Cypress still would have to meet current zoning requirements outlined in Planned Development District 758, a special zoning district for the center, which, among other things, establishes setbacks, building heights, and parking and landscape requirements.

“There is nothing unworkable for Cypress in the existing zoning,” Rafkin says. Most importantly, in this option, Cypress wouldn’t need the blessing of the city’s design review panel on any project. But it would cost the firm $30 million in potential TIF funding.

Tip Housewright: Photo by Rasy Ran

Tip Housewright: Photo by Rasy Ran

Tip Housewright

Tip Housewright is a 20-year resident of Lake Highlands and president of the Lake Highlands Public Improvement District (PID). He is a principal with Omniplan, a nationally recognized architecture and design firm. Acknowledging that “nobody asked me to draw up my ideas on a plan,” Housewright’s longtime residency, neighborhood leadership and professional design expertise give him a unique perspective on Lake Highlands Town Center.

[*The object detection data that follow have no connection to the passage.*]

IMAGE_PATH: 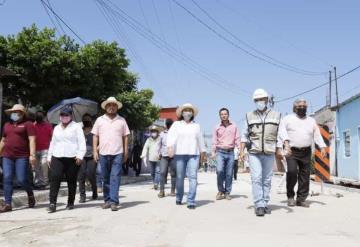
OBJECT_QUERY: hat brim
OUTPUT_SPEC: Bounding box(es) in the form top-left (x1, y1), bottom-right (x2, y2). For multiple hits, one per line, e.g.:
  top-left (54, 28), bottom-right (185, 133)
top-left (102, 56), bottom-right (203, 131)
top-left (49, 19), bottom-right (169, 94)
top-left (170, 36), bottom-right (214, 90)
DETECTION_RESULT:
top-left (176, 105), bottom-right (199, 118)
top-left (5, 108), bottom-right (26, 114)
top-left (101, 100), bottom-right (122, 110)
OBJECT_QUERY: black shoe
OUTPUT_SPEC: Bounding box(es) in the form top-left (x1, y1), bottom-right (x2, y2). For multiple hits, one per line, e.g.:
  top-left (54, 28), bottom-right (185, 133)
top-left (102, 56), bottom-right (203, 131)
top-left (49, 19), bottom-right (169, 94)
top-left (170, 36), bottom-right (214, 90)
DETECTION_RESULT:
top-left (264, 207), bottom-right (271, 214)
top-left (296, 201), bottom-right (310, 208)
top-left (288, 198), bottom-right (296, 207)
top-left (255, 207), bottom-right (265, 217)
top-left (48, 203), bottom-right (56, 213)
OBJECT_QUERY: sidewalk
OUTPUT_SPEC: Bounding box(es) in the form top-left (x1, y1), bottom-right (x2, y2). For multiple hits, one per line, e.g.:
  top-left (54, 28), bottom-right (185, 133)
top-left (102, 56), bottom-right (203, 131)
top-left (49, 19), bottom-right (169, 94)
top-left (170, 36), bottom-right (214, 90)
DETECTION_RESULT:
top-left (0, 174), bottom-right (151, 208)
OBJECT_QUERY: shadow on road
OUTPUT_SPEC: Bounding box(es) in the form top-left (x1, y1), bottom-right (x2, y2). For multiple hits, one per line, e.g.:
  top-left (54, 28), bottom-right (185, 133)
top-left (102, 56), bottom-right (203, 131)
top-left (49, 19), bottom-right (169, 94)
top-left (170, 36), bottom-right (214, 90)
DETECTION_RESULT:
top-left (196, 200), bottom-right (215, 207)
top-left (247, 205), bottom-right (294, 214)
top-left (120, 201), bottom-right (149, 209)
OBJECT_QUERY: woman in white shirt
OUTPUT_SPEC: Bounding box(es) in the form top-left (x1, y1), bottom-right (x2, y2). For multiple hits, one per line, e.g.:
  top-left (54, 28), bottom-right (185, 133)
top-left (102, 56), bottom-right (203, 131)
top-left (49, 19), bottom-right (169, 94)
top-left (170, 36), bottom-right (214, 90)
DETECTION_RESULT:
top-left (48, 107), bottom-right (86, 213)
top-left (167, 103), bottom-right (206, 209)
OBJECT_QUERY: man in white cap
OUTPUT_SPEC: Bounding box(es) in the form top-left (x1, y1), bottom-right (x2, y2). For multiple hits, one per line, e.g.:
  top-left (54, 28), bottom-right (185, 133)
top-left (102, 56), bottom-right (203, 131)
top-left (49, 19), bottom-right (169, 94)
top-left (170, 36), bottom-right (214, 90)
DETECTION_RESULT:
top-left (278, 99), bottom-right (326, 208)
top-left (0, 104), bottom-right (36, 213)
top-left (240, 89), bottom-right (281, 216)
top-left (91, 97), bottom-right (130, 211)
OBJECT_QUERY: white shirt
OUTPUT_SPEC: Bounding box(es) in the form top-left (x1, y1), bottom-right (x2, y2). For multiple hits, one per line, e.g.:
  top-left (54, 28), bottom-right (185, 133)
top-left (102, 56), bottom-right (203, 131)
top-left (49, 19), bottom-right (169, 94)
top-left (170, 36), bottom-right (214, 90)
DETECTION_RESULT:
top-left (277, 114), bottom-right (326, 148)
top-left (167, 121), bottom-right (206, 155)
top-left (47, 122), bottom-right (86, 161)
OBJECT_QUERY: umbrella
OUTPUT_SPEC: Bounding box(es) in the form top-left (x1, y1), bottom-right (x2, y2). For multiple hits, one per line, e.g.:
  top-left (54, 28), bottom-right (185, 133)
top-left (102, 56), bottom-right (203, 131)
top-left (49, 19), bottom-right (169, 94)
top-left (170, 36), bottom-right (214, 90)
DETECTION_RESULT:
top-left (47, 97), bottom-right (98, 124)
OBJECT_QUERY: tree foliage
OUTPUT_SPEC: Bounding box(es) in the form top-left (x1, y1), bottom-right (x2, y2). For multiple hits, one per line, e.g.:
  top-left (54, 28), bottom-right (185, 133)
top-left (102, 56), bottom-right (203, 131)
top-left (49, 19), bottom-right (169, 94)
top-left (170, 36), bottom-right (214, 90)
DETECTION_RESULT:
top-left (0, 25), bottom-right (158, 129)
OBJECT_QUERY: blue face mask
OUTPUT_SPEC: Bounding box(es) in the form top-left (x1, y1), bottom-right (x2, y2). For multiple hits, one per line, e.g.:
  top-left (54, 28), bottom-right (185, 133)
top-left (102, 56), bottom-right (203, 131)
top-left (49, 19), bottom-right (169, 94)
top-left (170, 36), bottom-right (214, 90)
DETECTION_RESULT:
top-left (10, 112), bottom-right (20, 122)
top-left (255, 101), bottom-right (267, 111)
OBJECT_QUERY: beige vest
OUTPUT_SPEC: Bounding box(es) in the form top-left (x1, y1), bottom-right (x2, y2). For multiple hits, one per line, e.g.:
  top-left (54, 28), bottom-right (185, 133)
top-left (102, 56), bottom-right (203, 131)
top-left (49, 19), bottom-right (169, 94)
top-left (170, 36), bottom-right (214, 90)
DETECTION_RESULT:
top-left (246, 110), bottom-right (281, 154)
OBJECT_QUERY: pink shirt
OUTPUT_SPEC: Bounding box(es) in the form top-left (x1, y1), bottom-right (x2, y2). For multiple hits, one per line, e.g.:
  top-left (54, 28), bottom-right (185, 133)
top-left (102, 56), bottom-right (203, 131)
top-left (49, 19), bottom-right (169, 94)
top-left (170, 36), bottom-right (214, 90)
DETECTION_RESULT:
top-left (91, 115), bottom-right (130, 155)
top-left (212, 122), bottom-right (240, 152)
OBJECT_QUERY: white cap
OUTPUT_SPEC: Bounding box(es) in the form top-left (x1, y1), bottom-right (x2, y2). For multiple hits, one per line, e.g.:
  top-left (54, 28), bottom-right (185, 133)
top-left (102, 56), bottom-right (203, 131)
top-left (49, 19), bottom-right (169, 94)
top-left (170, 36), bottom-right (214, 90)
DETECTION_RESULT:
top-left (253, 88), bottom-right (269, 100)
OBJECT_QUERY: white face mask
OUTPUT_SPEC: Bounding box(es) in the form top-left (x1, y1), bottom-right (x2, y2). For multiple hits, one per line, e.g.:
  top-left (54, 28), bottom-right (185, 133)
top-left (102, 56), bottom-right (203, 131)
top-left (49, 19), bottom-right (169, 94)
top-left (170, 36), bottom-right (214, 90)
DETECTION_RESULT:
top-left (255, 100), bottom-right (267, 111)
top-left (182, 111), bottom-right (193, 122)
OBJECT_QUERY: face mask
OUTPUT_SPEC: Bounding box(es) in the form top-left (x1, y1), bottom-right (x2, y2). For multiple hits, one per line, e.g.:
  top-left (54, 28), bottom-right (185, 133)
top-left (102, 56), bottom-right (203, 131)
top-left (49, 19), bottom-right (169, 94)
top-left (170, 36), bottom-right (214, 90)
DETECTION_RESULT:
top-left (296, 108), bottom-right (307, 118)
top-left (35, 115), bottom-right (44, 123)
top-left (255, 101), bottom-right (266, 111)
top-left (182, 111), bottom-right (193, 122)
top-left (10, 112), bottom-right (20, 122)
top-left (83, 121), bottom-right (92, 127)
top-left (60, 116), bottom-right (71, 124)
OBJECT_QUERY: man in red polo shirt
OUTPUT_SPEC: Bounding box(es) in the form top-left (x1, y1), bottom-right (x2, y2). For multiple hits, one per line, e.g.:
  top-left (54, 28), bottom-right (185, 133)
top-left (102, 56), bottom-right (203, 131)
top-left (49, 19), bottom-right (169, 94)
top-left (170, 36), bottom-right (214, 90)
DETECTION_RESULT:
top-left (0, 104), bottom-right (36, 213)
top-left (34, 111), bottom-right (53, 188)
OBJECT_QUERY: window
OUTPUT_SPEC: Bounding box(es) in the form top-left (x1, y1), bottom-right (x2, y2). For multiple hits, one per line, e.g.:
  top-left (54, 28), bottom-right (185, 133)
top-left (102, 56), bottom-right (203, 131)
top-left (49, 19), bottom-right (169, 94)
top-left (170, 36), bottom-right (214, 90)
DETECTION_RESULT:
top-left (344, 130), bottom-right (351, 157)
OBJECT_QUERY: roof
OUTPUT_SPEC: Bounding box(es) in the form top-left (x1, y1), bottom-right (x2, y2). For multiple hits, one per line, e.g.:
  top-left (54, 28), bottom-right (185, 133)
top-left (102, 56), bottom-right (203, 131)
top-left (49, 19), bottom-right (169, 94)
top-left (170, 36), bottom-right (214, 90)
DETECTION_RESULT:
top-left (333, 93), bottom-right (360, 109)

“Maybe the original vision overshot the neighborhood and placed too much emphasis on multi-family and structured parking. Lake Highlands needs a community gathering place, a ‘downtown Lake Highlands,’ not another strip shopping center. We have waited years for this opportunity and we need to get it right. Lake Highlands residents, myself included, all want more quality restaurants in our community. My plan creates a place that will activate Wildcat Way as a great place for restaurants and create a heart to the town center property. We need to create a strong phase one that will lead to an even better project in the future.”

Tip Housewright's vision for the Lake Highlands Town Center

Tip Housewright’s vision for the Lake Highlands Town Center


As of 2015, Cypress’ clients have invested more than $50 million in the Lake Highlands Town Center. Fortunately, there is no debt on the property, so the threats of an unhappy lender won’t force anyone’s hand to make a bad long-term decision. But a good local economy, a new city councilman, new local owner representation and a grocery anchor commitment have created a sense of urgency that didn’t exist last year.

For a decade, Lake Highlands Town Center has been the real estate equivalent of a riddle, wrapped in a mystery, encased in an enigma.

This could be the year of unwrapping.